Neither did missing sisters.
Her hands shook as she slid the contract across my desk. I didn't tell her that trembling fingers made for sloppy signatures, and sloppy signatures meant loopholes. I'm an asshole, not a monster.
Usually.
"You're sure about this, Mrs. Krevash?" I kept my voice level, professional. The kind of tone that said I'm giving you one last chance to back out while my Charisma stat did the heavy lifting to make her feel like I actually cared.
I did care. Just not enough to turn down fifteen thousand credits.

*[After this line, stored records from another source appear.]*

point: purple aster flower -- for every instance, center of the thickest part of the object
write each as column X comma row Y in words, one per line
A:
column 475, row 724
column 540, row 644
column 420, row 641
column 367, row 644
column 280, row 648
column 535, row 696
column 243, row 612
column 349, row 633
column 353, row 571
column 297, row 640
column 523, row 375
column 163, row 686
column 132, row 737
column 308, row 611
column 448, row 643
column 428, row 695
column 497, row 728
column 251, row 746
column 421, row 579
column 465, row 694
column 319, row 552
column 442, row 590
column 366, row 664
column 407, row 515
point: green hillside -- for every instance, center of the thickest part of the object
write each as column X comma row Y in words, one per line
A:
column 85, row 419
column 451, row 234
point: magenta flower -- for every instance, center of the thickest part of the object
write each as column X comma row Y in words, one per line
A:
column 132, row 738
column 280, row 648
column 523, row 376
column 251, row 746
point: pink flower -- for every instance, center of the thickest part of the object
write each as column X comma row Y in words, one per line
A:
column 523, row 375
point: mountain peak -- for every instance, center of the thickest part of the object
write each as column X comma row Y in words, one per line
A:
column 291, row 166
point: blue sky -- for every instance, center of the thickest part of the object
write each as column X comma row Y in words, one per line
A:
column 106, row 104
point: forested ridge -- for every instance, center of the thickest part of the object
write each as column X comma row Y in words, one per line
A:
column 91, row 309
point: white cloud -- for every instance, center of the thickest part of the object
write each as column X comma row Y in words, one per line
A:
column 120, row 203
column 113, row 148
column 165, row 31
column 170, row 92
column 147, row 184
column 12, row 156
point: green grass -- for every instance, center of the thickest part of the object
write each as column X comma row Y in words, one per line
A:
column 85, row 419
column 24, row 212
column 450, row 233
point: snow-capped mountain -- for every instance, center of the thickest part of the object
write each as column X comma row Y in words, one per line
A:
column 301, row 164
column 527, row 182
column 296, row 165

She nodded, green-tinged skin pale under the flickering luminos crystal overhead. "My daughter needs the surgery. They won't operate without payment upfront, and the banks..." She trailed off. Three jobs. Sixteen-hour days. The dark circles under her eyes told the rest of the story. "I have nowhere else to go."
That's where I came in. The last resort for people with no other options.
Hence the shop's name.
"I understand." I tapped the contract with one gloved finger. "Ten percent of your Soul Integrity for fifteen thousand credits, payable over twelve months at eight percent interest. Miss a payment, and the percentage increases proportionally. Three missed payments, and I invoke Collateral Seizure."

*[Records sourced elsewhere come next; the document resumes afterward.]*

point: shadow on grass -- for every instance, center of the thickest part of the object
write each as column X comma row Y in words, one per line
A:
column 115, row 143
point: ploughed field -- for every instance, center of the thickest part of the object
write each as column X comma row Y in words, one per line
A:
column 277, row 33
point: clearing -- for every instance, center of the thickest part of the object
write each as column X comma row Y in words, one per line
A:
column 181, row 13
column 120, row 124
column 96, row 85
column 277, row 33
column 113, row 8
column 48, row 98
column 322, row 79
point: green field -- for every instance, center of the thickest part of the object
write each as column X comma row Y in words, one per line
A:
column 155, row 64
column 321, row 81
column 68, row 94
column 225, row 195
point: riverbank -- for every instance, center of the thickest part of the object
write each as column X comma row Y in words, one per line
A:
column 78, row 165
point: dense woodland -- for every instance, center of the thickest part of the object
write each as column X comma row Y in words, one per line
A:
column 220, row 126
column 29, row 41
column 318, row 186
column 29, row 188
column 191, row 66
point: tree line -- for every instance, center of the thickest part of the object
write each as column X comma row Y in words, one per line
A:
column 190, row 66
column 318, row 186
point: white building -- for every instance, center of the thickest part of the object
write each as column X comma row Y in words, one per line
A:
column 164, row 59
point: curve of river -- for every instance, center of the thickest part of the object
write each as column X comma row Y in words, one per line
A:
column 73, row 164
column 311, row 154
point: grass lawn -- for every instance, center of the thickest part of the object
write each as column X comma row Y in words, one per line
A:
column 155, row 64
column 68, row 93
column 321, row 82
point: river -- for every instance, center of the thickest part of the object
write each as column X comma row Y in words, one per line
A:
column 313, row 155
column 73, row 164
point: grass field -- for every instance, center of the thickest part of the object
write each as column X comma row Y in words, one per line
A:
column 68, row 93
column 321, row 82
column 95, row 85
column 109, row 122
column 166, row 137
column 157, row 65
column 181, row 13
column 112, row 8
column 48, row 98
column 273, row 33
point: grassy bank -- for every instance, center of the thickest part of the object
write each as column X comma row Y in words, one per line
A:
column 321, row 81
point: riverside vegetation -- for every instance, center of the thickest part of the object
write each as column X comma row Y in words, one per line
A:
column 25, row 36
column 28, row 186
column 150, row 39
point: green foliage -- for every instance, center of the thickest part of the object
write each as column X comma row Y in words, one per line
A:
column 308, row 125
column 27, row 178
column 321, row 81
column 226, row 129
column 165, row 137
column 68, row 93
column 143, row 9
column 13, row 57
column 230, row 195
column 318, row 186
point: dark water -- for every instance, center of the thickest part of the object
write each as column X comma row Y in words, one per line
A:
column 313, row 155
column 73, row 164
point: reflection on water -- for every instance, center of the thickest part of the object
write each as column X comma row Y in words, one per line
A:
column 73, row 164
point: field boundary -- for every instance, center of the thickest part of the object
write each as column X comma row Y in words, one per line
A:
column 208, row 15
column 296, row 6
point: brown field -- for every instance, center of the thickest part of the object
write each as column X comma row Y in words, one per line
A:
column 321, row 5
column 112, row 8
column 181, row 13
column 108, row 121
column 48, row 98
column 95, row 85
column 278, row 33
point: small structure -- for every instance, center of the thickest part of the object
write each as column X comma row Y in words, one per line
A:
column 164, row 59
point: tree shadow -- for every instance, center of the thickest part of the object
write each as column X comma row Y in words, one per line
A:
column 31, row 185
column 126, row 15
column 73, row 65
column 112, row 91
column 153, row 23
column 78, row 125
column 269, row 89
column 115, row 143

"I won't miss a payment." Her tusks jutted out as she set her jaw. "I swear it."
They always swore it.
I activated Soul Appraisal, and my vision shifted--overlaying her physical form with streams of data only I could see.

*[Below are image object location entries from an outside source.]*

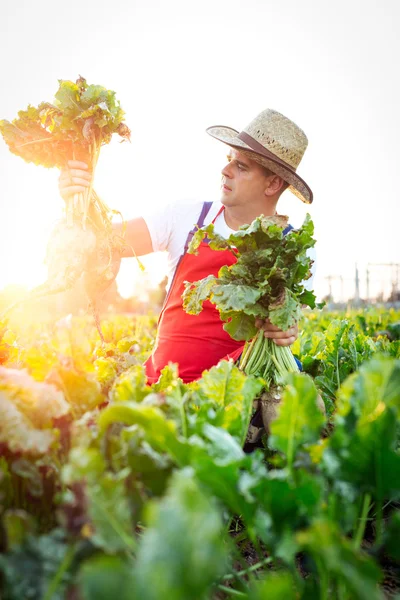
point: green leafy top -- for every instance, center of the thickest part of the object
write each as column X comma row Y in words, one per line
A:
column 82, row 118
column 266, row 281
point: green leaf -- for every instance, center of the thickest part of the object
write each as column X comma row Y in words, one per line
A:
column 196, row 293
column 392, row 537
column 276, row 586
column 336, row 559
column 230, row 392
column 103, row 577
column 28, row 570
column 183, row 551
column 231, row 297
column 160, row 432
column 285, row 312
column 240, row 326
column 67, row 95
column 299, row 421
column 363, row 448
column 131, row 385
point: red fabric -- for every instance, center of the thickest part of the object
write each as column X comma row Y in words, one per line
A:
column 195, row 342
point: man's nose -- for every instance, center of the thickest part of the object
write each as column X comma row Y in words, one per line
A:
column 227, row 171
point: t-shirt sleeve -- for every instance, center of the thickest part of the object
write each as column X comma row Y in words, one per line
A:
column 160, row 225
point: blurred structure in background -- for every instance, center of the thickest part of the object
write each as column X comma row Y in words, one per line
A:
column 376, row 283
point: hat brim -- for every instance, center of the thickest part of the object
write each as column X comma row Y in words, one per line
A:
column 297, row 185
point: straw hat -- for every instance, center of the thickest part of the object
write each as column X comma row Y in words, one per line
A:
column 275, row 142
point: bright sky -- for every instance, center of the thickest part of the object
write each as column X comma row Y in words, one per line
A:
column 178, row 67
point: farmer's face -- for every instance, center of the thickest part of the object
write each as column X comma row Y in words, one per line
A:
column 243, row 181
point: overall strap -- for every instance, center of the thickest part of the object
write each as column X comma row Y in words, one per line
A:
column 199, row 225
column 200, row 222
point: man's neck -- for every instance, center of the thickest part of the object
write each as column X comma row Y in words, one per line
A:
column 235, row 217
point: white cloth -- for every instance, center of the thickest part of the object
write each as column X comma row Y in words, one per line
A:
column 169, row 229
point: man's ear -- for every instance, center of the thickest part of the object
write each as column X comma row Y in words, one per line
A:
column 275, row 185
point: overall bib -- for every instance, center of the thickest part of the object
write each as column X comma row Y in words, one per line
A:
column 195, row 342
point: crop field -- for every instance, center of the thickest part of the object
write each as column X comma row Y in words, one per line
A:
column 113, row 488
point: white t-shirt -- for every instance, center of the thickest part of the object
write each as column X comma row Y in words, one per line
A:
column 169, row 229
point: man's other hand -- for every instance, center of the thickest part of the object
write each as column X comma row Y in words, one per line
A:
column 74, row 179
column 281, row 338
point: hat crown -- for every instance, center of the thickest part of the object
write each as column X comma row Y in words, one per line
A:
column 279, row 135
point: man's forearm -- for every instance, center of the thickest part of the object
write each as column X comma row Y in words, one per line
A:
column 136, row 236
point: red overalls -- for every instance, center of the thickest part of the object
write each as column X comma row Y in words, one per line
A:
column 195, row 342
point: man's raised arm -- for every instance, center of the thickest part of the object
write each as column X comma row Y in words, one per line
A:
column 75, row 179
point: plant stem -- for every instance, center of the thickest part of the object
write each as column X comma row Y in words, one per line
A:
column 65, row 564
column 362, row 521
column 244, row 572
column 231, row 591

[SOUL APPRAISAL - COMPLETE]
Target: Mira Krevash | Level: 14 (Laborer)
Soul Integrity: 87/100 | Debts: 10,740 Cr (Medical/Rent/Living)
Threat Level: Minimal
Virgin soul. No previous trades. She was drowning, but she'd fight like hell to keep her head above water. I respected that.
"Alright." I pulled my silver fountain pen from my jacket--pretentious, sure, but presentation mattered. "Sign at the bottom. Make your payments, and the fragment returns to you in twelve months. Simple."
"And if I can't pay?"
"Then the fragment stays with me permanently. Your Soul Integrity drops to 77%." I leaned back, leather creaking. "You'll experience minor side effects--difficulty sleeping, occasional emotional numbness, sporadic memory gaps. Nothing life-threatening. And I've reviewed your financials, Mrs. Krevash. You can make the installments. Barely, but you can."
She took the pen. Hesitated for exactly three seconds.
Then signed.
The moment ink touched paper, reality shifted. The contract glowed pale blue, and ethereal chains materialized between us--visible only through my Pawnmaster's sight. They snaked around her chest, pulled, and extracted a glimmering fragment no larger than a marble.
Mrs. Krevash gasped, hand flying to her sternum.
"The separation," I said quietly, catching the fragment in a prepared crystal vial. "It fades in a few minutes."
I capped the vial, labeled it with her name, and filed it in the cabinet behind me. Rows upon rows of borrowed souls, each one representing someone's desperation. My inventory of broken dreams.
"Your credits have been transferred. Check your account."
She did. Relief washed over her face--the kind that made lines disappear and shoulders unbunch. "It's there. All of it."
"I'm many things, Mrs. Krevash, but I'm not a thief." I stood, extending my hand. "First payment is due in thirty days. Don't be late."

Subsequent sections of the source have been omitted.